Acordados: o caleidoscópio de vidas da metrópole
Marina Della Valle
Há algo de psicotrópico em Acordados, primeiro romance da poeta paulistana Ana Rüsche [1]. A sensação de miragem começa antes mesmo da leitura, quando, buscando pelo título, o leitor passa da imobilidade do corpo nu retratado na primeira capa, que lhe dá as costas enquanto contempla as luzes noturnas de uma metrópole, para o movimento desafiador na quarta capa, que revela o resto do corpo e facetas de um mesmo rosto num balanço perigoso.

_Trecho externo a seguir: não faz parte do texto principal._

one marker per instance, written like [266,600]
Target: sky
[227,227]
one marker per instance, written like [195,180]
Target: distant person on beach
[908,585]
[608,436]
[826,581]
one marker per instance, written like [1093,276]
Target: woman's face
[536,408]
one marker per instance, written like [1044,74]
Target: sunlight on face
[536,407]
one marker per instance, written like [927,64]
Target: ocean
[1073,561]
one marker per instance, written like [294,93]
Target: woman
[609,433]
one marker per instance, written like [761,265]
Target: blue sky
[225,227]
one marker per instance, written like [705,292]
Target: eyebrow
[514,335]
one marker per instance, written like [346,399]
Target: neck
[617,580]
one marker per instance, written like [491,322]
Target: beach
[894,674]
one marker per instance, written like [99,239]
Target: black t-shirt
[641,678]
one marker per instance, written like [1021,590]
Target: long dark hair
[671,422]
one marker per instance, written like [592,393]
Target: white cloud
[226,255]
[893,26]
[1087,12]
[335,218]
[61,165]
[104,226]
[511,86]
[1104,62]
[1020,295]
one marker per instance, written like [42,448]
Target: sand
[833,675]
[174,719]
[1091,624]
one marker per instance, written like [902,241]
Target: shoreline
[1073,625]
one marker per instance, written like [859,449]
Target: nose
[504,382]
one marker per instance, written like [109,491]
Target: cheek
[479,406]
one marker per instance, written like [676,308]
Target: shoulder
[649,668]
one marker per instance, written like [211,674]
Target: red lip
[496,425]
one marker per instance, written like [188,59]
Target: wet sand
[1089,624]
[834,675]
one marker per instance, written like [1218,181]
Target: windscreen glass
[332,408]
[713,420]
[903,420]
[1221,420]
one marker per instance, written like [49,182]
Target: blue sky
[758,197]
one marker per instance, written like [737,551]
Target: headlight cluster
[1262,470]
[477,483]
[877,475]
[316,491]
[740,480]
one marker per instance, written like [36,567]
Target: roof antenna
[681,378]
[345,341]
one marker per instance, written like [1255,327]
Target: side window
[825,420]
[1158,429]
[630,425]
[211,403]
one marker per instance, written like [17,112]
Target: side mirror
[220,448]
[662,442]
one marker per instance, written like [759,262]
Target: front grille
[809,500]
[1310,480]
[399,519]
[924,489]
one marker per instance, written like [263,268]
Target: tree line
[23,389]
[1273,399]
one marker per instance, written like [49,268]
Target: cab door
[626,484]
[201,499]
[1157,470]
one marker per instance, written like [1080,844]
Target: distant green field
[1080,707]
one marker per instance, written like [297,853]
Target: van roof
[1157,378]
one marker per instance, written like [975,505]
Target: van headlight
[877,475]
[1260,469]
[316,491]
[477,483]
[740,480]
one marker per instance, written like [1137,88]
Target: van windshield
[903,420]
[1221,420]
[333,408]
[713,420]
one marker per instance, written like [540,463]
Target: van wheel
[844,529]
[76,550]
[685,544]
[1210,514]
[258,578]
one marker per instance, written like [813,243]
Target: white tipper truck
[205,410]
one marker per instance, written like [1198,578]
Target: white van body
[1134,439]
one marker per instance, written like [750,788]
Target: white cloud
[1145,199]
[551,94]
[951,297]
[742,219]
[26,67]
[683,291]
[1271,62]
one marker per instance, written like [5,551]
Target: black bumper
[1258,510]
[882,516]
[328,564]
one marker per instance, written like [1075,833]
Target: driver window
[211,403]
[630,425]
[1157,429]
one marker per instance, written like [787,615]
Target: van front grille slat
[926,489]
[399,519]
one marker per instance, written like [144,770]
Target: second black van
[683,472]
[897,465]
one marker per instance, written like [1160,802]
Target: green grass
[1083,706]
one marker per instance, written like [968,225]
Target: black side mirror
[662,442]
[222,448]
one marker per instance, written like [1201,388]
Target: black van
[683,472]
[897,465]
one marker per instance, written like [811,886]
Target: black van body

É ali, na quarta capa, que está o título e uma espécie de aviso: “fragmentos”. E, de fato, Acordados é construído por um bordado delicado de cenas e vozes que não parecem seguir nenhum tipo de ordem, mas se entremeiam numa narrativa poderosa que vai se montando com precisão. O que o subtítulo não denota é a velocidade dessa sucessão de vozes e situações – como um caleidoscópio, Acordados reagrupa seus fragmentos a cada página virada, exibindo novas possibilidades e complicando as anteriores. Por meio das vozes de seus narradores múltiplos, Ana Rüsche delineia a voz múltipla da vida apressada e crua de uma grande cidade não-identificada, confusa como sua São Paulo natal, onde o espaço e o que parece vazio também é tomado por ecos e ruídos.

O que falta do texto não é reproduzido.